Tammy: So if you have one or two goats, how much water do you think that they should be drinking a day?
Dr. Olcott: Well kind of rule of thumb that we use is about a gallon per 100 pounds. Now pygmies don’t go quite that heavy so it’s going to depend on the size of them, but half a gallon for a 50-pound goat, somewhere in that neighborhood would be normal. Now if she’s a lactating doe, she’s going to require about twice that amount of water for milk production.
Tammy: Okay. So your wether really needs to be drinking about a half a gallon of water a day?

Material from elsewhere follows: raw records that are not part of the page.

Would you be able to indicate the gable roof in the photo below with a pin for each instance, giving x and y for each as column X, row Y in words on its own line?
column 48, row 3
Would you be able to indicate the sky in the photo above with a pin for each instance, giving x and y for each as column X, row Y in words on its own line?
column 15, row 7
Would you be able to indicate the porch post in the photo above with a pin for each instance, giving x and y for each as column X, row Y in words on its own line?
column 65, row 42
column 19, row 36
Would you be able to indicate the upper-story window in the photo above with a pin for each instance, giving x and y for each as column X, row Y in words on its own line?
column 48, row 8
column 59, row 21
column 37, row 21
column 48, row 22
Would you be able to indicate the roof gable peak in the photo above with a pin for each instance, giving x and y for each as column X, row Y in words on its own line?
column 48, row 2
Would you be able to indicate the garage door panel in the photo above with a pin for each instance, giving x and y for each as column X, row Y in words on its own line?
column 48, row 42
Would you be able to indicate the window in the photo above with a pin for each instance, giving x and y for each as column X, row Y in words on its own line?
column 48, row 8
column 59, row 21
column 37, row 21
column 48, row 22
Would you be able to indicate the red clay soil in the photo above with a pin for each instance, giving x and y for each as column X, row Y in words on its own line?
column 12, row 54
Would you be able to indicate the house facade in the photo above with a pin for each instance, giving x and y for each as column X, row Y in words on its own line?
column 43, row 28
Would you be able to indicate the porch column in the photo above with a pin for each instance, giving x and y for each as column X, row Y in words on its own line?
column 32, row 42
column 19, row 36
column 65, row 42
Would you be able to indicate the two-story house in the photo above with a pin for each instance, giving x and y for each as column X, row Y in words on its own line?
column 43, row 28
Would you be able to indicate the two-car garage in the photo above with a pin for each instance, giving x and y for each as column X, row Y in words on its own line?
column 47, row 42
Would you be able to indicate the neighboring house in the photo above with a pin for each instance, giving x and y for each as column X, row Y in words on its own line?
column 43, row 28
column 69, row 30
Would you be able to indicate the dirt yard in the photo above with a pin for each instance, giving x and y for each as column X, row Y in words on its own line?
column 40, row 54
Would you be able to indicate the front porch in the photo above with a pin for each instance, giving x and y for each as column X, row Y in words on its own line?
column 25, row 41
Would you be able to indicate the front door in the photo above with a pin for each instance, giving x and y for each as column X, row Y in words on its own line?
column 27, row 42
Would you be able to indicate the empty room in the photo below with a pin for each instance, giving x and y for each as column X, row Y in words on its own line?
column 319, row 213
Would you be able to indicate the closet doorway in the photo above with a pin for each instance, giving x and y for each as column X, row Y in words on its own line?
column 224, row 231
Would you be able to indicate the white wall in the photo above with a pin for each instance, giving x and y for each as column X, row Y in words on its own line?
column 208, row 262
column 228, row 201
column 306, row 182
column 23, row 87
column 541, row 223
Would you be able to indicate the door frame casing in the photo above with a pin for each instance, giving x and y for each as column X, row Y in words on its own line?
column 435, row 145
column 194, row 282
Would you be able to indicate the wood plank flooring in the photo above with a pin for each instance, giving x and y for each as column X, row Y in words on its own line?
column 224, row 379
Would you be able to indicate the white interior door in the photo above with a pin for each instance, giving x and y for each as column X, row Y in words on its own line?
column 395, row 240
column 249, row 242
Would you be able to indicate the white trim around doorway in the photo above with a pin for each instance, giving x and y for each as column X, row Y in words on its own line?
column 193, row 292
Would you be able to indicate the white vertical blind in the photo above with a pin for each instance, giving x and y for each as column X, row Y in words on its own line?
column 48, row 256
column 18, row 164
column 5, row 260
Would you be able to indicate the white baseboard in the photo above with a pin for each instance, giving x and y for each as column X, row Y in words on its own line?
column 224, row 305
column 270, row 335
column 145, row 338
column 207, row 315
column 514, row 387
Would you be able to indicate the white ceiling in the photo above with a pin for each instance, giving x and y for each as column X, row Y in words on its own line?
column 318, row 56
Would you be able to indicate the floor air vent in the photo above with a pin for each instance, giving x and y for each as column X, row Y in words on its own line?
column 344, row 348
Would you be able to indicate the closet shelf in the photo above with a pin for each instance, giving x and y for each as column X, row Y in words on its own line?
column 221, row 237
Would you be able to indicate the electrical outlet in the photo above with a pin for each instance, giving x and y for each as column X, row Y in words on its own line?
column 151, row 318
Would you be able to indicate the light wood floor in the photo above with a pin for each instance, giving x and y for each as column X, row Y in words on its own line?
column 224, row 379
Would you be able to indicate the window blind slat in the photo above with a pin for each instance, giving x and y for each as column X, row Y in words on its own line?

Dr. Olcott: Exactly right. And, again, if we make that fresh and cool. Just like people, you know, you and I aren’t going to drink tepid old muddy water, but that cold water out the fountain looks real good and that certainly helps. Other things is they need salt out available to them at all times, so loose salt as opposed to block salt because it’s just hard to gnaw on a salt block to get the amount of salt that they need in their ration, so just loose salt, loose trace mineral salt available to them at all times and that helps them to make more urine and then the chlorine that’s in that seems to help to keep crystals from precipitating in the bladder as well.
Tammy: So where do you put that? Do you put it in their food or just do you just put…?
Dr. Olcott: Yeah a couple of ways. Number one, we’re hopefully we’re kind of feeding minimal amounts of grains anyhow because for the most part we just don’t need that, that’s a treat, it’s just not nutrition, so yes you can certainly add that in the feed. Normal levels of salt and feeds that are mixed by…like Purina goat chow will run about a half percent to one percent. For people who are feeding a lot of grain, we recommend that you raise that amount of salt in that ration up to about five percent and, again, we’re just trying to get more salt intake, more water intake, more dilute urine is what we’re trying to do.